The film has its share of popular music—“Embraceable You,” “You Do Something to Me,” “My Heart Stood Still” and other familiar tunes, performed by Peg La Centra—but the lofty subject matter of the film needs something stronger—classical music, in all its truncated, rearranged and excerpted form.
Franz Waxman’s nomination for Best Score is something of a mystery, even at the time, since the music, far from original to the film, is often classical. Much of what is heard as actual score is Waxman’s arrangements of music by others. The main title, for instance, uses Dvorák’s Humoresque No. 7 in a lush orchestral version. Besides the Mendelssohn and the Wagner, there is much source music, either “played” by Garfield or with Levant at the piano: a couple of Gershwin preludes, a Chopin etude, Lalo’s Symphonie espagnole, the Brahms Violin Concerto and “Flight of the Bumblebee” from Rimsky-Korsakov’s The Tale of Tsar Saltan. For the rehearsal scene, Waxman arranged his own Carmen Fantasie. Concert violinist Isaac Stern did the actual playing on the soundtrack.
Another classical violinist, Nadja Salerno-Sonnenberg, has devoted an entire album to the music from Humoresque, including the Wagner in its aberrant version, the complete Carmen Fantasie as well as the songs by Porter, Gershwin, Rodgers, Warren and Hanley. The CD cover depicts a ’40s-style telephone, a military dog tag, an alarm clock and a smoker’s litter—unlit cigarettes, a matchbook and an ashtray full of butts. Itzhak Perlman has released two CDs devoted to movie music—mostly orchestral pieces arranged to include solo violin—but neither contains any music from Humoresque, though he has recorded the Dvorák in strictly classical releases.
Because of the amount of arranged music, it is not surprising that Waxman failed to win the Oscar for Best Score in 1946. Besides, the year was unusually strong in the category—then of the wall-to-wall variety, before the influence of jazz, pop tunes and sparse scoring.

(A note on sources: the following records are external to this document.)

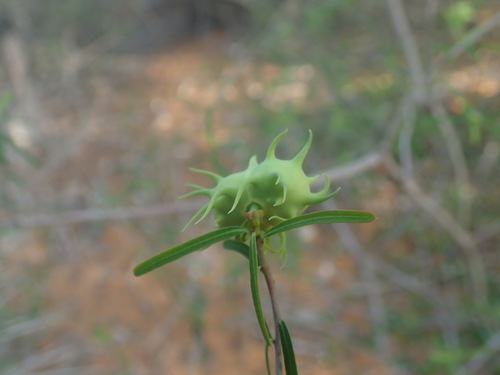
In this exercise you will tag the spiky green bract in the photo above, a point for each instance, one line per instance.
(278, 187)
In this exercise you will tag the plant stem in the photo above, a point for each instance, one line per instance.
(264, 268)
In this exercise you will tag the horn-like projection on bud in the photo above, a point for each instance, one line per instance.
(278, 187)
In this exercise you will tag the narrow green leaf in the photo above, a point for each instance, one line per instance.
(322, 217)
(237, 246)
(268, 363)
(198, 243)
(254, 286)
(288, 352)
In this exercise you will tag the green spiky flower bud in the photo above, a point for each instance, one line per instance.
(277, 187)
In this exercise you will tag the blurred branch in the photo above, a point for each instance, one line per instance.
(402, 27)
(82, 216)
(473, 37)
(353, 168)
(487, 353)
(457, 158)
(463, 238)
(376, 304)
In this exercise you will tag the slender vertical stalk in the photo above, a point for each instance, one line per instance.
(264, 268)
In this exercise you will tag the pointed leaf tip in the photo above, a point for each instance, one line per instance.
(198, 243)
(322, 217)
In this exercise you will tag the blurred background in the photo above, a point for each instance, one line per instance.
(104, 106)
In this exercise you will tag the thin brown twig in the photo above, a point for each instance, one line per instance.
(457, 159)
(402, 27)
(462, 237)
(264, 268)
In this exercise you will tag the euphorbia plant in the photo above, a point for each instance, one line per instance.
(250, 207)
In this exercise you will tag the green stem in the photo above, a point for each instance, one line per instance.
(254, 286)
(264, 268)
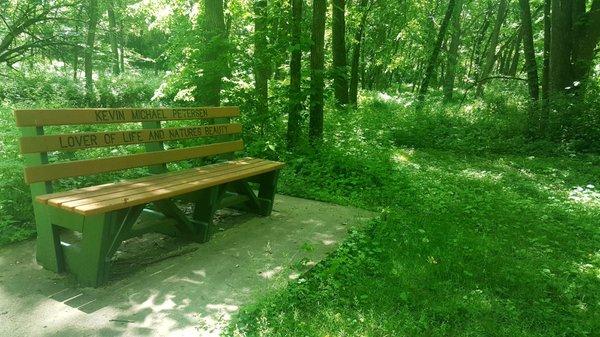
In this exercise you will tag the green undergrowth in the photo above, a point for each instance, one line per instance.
(467, 243)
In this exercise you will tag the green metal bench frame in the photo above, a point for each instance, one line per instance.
(89, 258)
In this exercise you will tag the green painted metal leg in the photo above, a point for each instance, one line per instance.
(207, 203)
(92, 268)
(48, 249)
(266, 191)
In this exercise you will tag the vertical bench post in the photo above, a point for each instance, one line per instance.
(48, 247)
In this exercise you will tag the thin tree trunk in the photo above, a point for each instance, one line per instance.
(89, 51)
(121, 47)
(587, 29)
(262, 63)
(561, 46)
(432, 63)
(453, 52)
(295, 94)
(490, 57)
(338, 46)
(530, 66)
(214, 57)
(356, 51)
(112, 31)
(514, 65)
(317, 60)
(530, 63)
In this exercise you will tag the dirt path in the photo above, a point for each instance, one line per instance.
(192, 293)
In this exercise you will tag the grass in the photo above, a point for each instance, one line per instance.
(466, 244)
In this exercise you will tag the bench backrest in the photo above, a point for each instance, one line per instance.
(35, 144)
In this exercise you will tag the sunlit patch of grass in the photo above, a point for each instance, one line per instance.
(466, 245)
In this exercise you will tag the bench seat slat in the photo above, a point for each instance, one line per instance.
(161, 186)
(43, 117)
(137, 186)
(78, 168)
(108, 186)
(87, 140)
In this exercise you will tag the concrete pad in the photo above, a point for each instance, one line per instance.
(174, 289)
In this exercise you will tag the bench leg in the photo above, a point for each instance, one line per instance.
(266, 191)
(92, 268)
(48, 251)
(205, 207)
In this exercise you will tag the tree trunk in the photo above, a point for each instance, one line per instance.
(530, 63)
(530, 66)
(89, 51)
(561, 45)
(317, 60)
(112, 31)
(262, 63)
(432, 63)
(356, 51)
(121, 47)
(587, 29)
(575, 36)
(546, 69)
(214, 54)
(490, 57)
(453, 52)
(295, 94)
(338, 46)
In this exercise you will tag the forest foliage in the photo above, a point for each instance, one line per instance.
(414, 108)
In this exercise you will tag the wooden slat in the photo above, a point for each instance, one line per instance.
(110, 190)
(93, 166)
(43, 117)
(107, 188)
(76, 141)
(148, 187)
(172, 191)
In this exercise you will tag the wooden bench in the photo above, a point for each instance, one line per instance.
(80, 230)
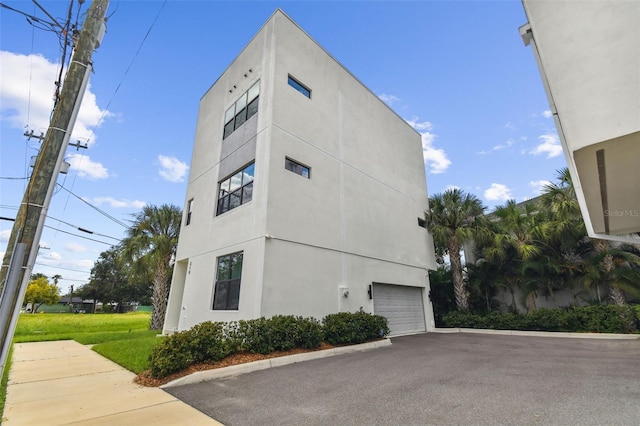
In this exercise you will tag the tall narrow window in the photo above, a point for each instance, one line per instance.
(226, 294)
(299, 87)
(189, 210)
(235, 190)
(243, 109)
(296, 167)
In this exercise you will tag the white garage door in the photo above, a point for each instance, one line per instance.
(401, 305)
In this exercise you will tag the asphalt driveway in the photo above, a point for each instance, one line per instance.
(439, 379)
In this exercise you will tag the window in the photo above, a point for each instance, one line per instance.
(242, 110)
(296, 167)
(235, 190)
(226, 295)
(299, 87)
(189, 210)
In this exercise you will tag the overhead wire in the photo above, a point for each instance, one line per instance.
(106, 109)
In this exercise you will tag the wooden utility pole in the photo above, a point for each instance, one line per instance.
(24, 241)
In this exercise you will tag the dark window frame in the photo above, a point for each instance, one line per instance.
(248, 108)
(297, 167)
(189, 210)
(226, 293)
(293, 82)
(229, 198)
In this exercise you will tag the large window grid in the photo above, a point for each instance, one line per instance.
(235, 190)
(242, 110)
(226, 295)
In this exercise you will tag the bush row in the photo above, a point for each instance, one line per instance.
(597, 319)
(212, 341)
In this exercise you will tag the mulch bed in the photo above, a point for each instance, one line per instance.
(145, 378)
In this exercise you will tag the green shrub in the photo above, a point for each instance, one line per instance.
(280, 333)
(596, 318)
(205, 342)
(358, 327)
(172, 355)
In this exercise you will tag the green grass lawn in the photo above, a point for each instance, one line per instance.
(123, 338)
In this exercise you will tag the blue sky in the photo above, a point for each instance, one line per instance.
(457, 71)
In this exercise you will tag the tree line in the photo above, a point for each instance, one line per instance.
(138, 269)
(530, 249)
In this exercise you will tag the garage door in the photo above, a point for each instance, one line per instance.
(401, 305)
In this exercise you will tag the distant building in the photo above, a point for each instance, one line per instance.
(306, 195)
(588, 53)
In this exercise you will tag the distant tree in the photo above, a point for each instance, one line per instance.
(40, 291)
(150, 248)
(454, 218)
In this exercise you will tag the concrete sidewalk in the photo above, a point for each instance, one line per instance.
(66, 383)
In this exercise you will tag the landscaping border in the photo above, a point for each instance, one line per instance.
(236, 370)
(564, 334)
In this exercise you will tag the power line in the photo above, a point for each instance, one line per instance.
(66, 269)
(32, 18)
(102, 212)
(83, 229)
(135, 56)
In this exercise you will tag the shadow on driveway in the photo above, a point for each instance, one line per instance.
(439, 379)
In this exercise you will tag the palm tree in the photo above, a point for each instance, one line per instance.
(454, 218)
(518, 230)
(150, 247)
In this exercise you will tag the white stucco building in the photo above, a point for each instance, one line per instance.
(588, 54)
(306, 195)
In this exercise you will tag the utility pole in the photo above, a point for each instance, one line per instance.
(22, 247)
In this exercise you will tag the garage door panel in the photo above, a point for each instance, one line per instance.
(402, 306)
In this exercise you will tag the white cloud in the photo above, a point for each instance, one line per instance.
(26, 95)
(87, 168)
(52, 256)
(118, 204)
(550, 145)
(75, 247)
(538, 185)
(436, 158)
(388, 99)
(498, 192)
(499, 147)
(172, 169)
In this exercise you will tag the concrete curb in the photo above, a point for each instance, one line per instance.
(235, 370)
(541, 333)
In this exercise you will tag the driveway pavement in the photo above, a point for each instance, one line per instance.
(439, 379)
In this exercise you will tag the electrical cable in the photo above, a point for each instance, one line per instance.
(79, 228)
(31, 18)
(102, 212)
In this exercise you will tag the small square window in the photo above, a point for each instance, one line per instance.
(296, 167)
(300, 87)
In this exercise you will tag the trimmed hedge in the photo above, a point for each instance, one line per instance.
(596, 319)
(350, 328)
(213, 341)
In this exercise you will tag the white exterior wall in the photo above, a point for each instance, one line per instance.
(588, 53)
(305, 241)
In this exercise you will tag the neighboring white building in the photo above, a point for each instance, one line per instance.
(306, 195)
(588, 53)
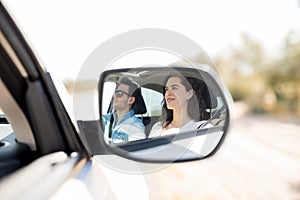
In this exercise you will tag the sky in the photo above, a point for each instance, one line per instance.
(64, 33)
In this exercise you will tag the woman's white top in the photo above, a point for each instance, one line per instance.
(194, 144)
(157, 129)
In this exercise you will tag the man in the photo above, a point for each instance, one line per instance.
(122, 125)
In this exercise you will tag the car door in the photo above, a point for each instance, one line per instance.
(40, 150)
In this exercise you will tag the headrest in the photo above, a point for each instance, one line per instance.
(139, 106)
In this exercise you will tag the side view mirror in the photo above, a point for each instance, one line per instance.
(163, 122)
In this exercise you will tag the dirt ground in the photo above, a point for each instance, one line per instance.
(260, 159)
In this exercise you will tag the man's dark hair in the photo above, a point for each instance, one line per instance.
(133, 86)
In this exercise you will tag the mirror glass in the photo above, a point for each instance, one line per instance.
(160, 114)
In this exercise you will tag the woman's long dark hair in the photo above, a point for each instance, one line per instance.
(198, 104)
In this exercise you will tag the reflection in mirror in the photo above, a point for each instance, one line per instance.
(162, 113)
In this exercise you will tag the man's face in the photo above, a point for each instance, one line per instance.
(121, 98)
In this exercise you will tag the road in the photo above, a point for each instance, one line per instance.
(260, 159)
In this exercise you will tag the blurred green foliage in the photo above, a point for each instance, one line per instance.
(266, 83)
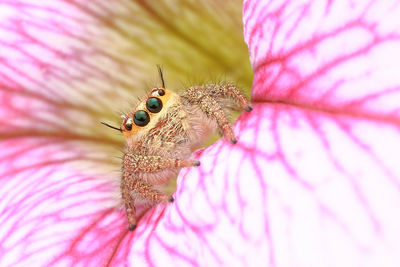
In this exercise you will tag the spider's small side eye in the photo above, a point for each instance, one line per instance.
(128, 124)
(141, 118)
(154, 105)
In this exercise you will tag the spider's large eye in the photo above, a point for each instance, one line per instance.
(154, 105)
(128, 124)
(141, 118)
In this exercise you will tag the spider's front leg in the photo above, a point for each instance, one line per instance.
(133, 187)
(206, 98)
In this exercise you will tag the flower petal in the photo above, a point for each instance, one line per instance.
(314, 178)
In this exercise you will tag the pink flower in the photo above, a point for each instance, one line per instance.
(313, 180)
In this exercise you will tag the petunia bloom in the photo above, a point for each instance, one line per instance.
(313, 180)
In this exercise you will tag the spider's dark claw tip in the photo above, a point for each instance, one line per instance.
(249, 108)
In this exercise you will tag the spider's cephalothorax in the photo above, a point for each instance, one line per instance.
(161, 131)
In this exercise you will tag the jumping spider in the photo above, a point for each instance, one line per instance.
(162, 130)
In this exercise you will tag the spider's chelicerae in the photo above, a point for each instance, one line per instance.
(162, 130)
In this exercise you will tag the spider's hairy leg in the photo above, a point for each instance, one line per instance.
(134, 188)
(199, 96)
(149, 163)
(129, 205)
(228, 90)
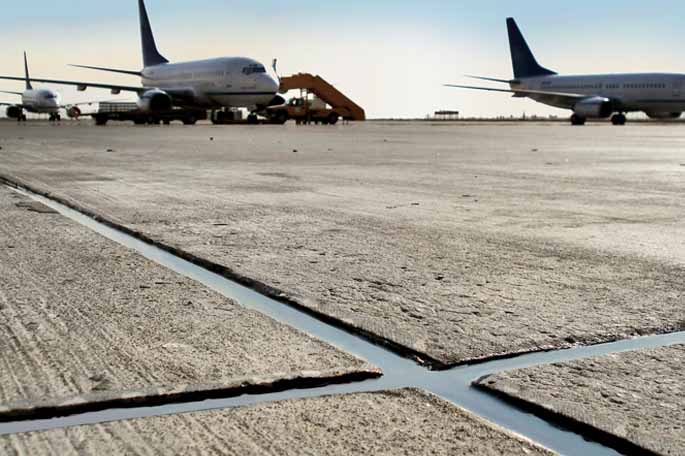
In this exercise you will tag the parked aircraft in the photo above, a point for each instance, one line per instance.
(659, 95)
(207, 84)
(40, 101)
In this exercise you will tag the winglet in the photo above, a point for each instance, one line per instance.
(26, 69)
(523, 60)
(151, 55)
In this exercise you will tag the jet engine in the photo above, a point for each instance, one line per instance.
(594, 107)
(13, 112)
(74, 112)
(155, 100)
(664, 115)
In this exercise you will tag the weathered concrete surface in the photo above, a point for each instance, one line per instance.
(84, 320)
(460, 242)
(406, 422)
(637, 397)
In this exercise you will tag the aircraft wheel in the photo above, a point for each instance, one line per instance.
(618, 119)
(578, 120)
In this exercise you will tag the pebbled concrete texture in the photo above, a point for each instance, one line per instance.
(86, 321)
(456, 242)
(636, 397)
(405, 422)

The other nominees were Miklós Rózsa’s The Killers, Bernard Herrmann’s Anna and the King of Siam, William Walton’s Henry V and the winner, and justly so, though strangely neglected in its recorded history, Hugo Friedhofer’s The Best Years of Our Lives.
If Crawford did herself honor in Humoresque, John Garfield as Paul Boray did even better, perhaps the most convincing and concentrated role of his career. The strength and credence of his intensity is quite an accomplishment, considering his many other similar parts—in just his two previous films alone, The Postman Always Rings Twice and Nobody Lives Forever. Nor would the intensity lessen in the few short years he had left—he would die of a heart attack at age thirty-nine. In Body and Soul (1947), he received his second Oscar nomination, not, as is often assumed, for his other strong performance that year in Gentleman’s Agreement. He received his first Oscar nomination, for Supporting Actor, for his second film, Four Daughters. The length of his career was less than half the length of Crawford’s.
Unlike Garfield’s, Joan Crawford’s career suffered the decline typical of so many of Hollywood’s biggest stars from her era, like Davis, and like Davis—the two women hated one another—she descended to grade Z horror films, titles which ring like career knells: Strait-Jacket, Berserk and Trog. Her earliest film in this genre, What Ever Happened to Baby Jane?, is surprisingly good. It costarred her nemesis Davis, their animosity now personified on screen. Davis received an Oscar nomination. Joan, as the abused sister, was passed over.